Indeed, Canada’s U-19 women’s coach Ian Bridge says, “She definitely has the potential to be the greatest player this country has ever produced.”
Sinclair plays for the Vancouver Breakers in the North American W-League, and helped them reach the championship final in their inaugural season in 2001. She sees little action at club level, though, because international commitments make so many demands on her.
So far, Sinclair has not played for her country at U-19 level. She has instead been leading the line for the senior women’s team coached by Even Pellerud. Her total of 25 goals from just 34 appearances already have her third on the all-time scoring list for her country, and with by far the best goals-to-game ratio.
If doubters needed any proof of her form this year, she gave it the day before the draw was made for the groups at the FIFA U-19 Women’s World Championship when she scored all five goals in the Breakers’ 5-0 win against Albuquerque in the W-League.
Making her senior international debut at the age of 16, she led Canada in scoring at the Algarve Cup in her first tournament. Earlier this year she again starred in the Algarve in wins against Scotland, Wales and Portugal.
While at college in the US, she finished third in the NCAA scoring lists as she led the University of Portland to the national semi-finals.

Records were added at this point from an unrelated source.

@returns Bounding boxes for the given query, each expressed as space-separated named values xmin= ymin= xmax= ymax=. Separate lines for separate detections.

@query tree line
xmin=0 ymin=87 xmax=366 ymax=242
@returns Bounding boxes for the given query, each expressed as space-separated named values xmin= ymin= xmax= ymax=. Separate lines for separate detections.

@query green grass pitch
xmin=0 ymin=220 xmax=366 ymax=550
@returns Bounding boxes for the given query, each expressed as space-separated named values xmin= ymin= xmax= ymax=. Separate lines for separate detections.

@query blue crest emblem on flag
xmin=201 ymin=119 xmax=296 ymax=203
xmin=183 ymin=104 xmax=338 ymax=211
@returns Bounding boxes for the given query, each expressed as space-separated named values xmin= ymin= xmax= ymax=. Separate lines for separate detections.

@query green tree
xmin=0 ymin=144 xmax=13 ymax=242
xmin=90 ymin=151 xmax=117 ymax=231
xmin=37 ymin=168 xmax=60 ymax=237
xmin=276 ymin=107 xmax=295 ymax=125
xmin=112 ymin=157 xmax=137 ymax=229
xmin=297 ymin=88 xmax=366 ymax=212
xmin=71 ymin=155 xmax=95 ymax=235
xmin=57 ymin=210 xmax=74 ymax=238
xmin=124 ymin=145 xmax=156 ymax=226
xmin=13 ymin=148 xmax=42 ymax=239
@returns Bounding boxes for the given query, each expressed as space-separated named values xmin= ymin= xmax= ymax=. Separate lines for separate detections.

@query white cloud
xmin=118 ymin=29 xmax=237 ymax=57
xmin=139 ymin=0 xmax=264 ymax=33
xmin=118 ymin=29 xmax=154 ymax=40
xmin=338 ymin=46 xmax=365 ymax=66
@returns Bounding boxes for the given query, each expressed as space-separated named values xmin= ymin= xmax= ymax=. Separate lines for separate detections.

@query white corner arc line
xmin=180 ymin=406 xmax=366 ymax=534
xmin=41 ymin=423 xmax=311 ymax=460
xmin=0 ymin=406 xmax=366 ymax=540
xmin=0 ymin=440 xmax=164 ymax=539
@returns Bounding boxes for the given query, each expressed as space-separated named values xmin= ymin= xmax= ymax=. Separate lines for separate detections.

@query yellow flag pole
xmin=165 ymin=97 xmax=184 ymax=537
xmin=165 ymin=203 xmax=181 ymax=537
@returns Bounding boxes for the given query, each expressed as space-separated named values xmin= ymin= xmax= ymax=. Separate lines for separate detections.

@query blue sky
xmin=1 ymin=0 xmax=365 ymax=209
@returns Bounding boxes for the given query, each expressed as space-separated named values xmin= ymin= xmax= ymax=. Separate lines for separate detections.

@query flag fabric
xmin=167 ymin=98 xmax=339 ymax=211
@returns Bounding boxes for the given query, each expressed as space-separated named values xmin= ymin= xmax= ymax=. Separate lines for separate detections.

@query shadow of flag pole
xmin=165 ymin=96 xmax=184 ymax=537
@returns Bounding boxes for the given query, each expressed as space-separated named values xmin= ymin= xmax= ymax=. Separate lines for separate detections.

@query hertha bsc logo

Named NCAA Freshman of the Year by both Soccer America Magazine and Soccer Buzz, she scored 23 goals and provided eight assists.
She is not a selfish player, and has played well with the senior squad whether they play a 4-4-2 formation, with three up front or use her as an attacking midfielder.
Canada’s U-19 women’s coach Ian Bridge is hugely impressed by Sinclair. “She’s an excellent finisher,” he said. “If she has a chance in front of goal or from a breakaway she will score.
“She’s fast, strong, scores goals with both feet and is strong in the air.”
The fact that Sinclair has no experience with Bridge’s squad competitively is not a problem, the coach maintains. “All our teams play exactly the same tactics, so there is no adjustment to be made when players go from one age group to another. Also, Christine is used to playing with a number of the girls who she is now joining in the U-19 squad. Eight of this squad were out in the Algarve in March, playing for the senior team.”
If Canada decide to play with three attackers, Sinclair will partner Kara Lang and Candice Chapman, who have both also featured in the senior squad. They have a good understanding of each other’s strengths, and they are sure to give opposition defences plenty of headaches on their home soil.